Instructional Strategies and Potential Accommodations
- Provide a list of textbooks, assigned reading, and tests dates as far in advance as possible. Students may need to make arrangements to have books converted to an alternate format, which could take several weeks or months.
- Read aloud or have another student quietly read any written material presented in class to the student with a visual impairment. This includes materials on the blackboard, overhead, flip-chart, Power Point, etc.
- Use good contrast in printed material for students who are partially sighted. Write larger and darker when using the chalkboard.
- Create an environment as noise-free as possible. Unnecessary sounds can be distracting. For example, turn off the overhead projector when not in use.
- When using teaching aides, such as videos, models, or slides, have someone available to assist the student with a visual disability by describing the material. If possible, make the material available for a private showing.
- Try to speak directly facing the class; turning your head away can muffle or distort the sound of your voice.
- Since the student with a visual disability cannot see visual cues, it is important for him/her to be seated in a position to receive verbal cues.
- Dog guides are trained and well-behaved. Do not worry that they will disrupt your class. They will require no special consideration with the possible exception of planning a field trip.

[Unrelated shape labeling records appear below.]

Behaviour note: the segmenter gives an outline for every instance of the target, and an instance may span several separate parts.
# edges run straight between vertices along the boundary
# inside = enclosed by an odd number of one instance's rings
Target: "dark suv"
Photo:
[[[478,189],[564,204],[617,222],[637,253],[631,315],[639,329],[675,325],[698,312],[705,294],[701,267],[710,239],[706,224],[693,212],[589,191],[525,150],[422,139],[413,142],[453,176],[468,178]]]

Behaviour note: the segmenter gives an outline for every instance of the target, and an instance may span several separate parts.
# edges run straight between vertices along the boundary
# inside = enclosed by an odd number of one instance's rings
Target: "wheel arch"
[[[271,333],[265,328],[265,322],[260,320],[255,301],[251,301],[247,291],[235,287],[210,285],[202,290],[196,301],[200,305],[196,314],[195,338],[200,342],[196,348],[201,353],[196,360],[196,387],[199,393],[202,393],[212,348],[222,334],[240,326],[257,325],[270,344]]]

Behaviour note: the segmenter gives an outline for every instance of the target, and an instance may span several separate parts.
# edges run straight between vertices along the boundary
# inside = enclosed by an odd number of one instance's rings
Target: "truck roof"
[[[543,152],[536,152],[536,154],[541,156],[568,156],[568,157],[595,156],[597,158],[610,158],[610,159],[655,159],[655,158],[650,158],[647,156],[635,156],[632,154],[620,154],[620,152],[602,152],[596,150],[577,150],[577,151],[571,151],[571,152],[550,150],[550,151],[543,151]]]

- Encourage students to meet with you at the beginning of the term to discuss any potential accommodations. Consider an alternative form of an assignment if the original format creates an excessive burden for a student with a visual disability. It is important to remember that any alternative version should require the same level of skill and effort as the original assignment.
- Invite students to discuss timelines for projects and assignments with you. Information gathering and assistance from readers, notetakers, or volunteers may require additional time.

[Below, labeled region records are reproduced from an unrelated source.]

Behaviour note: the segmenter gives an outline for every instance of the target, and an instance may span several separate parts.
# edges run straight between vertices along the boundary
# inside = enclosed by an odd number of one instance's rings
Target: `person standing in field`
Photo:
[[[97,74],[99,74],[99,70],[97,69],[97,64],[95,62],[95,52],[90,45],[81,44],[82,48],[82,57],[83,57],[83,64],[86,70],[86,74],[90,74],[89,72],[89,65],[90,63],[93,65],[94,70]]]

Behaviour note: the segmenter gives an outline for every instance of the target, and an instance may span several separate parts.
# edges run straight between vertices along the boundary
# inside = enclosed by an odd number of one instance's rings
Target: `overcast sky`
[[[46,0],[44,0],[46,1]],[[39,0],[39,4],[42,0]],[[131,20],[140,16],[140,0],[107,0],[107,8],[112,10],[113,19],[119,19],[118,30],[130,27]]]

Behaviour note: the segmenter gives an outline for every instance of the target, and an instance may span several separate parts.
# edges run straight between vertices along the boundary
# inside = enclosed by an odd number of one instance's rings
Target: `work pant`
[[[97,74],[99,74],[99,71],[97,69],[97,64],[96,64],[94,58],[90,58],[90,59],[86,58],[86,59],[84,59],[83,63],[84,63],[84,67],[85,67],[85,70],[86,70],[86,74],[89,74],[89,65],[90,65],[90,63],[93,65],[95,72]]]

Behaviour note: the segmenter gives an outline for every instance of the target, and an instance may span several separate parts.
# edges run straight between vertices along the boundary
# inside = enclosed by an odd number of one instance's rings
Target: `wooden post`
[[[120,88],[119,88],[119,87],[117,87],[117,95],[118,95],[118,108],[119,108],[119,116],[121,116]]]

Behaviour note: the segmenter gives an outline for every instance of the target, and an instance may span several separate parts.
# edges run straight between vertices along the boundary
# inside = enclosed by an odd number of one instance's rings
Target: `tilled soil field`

- Be prepared to give the student additional lead time to complete assignments.
- The majority of students with visual impairments will use recorders, laptops, or other technology for note taking. If not, a notetaker may be necessary.
- Introduce yourself and anyone else present when speaking to a student with a visual disability.
- Do not feel uncomfortable using words such as "see" or "look," as students with visual impairments use these terms also.
- When walking with a student who has a visual disability, allow him/her to take your arm just above the elbow. Walk with a natural manner and pace.
- Ensure that when giving directions to a person with a visual disability you are clear and accurate. Use north, south, east, and west as well as left and right.
- When guiding a person with a visual disability, slow down when approaching steps or obstacles and let them know what is in their path. Let the student know if you will be going up or down the stairs. When coming to a door, tell them if it opens in or out.
- When offering a seat to a student with a visual disability, place the student's hand on the back or arm of the chair. This gives the student a frame of reference to seat him/herself.
- Let a student with a visual impairment know when you are leaving a room.
- A guide dog is trained as a working animal and should not be petted or spoken to without the permission of the handler. A general rule of thumb is that the dog is working while in a harness.
- In case of emergencies, alert the student to the nature of the situation. Offer assistance to the student and guide him or her to the nearest emergency exit and away from the building to safety. Some types of emergencies require safety within a building. Depending upon the nature of the emergency, during crisis periods, there may be a lot of commotion and noise. A student who is blind may not be able to orient himself or herself as well as in calmer times. Your assistance is critical to their safety.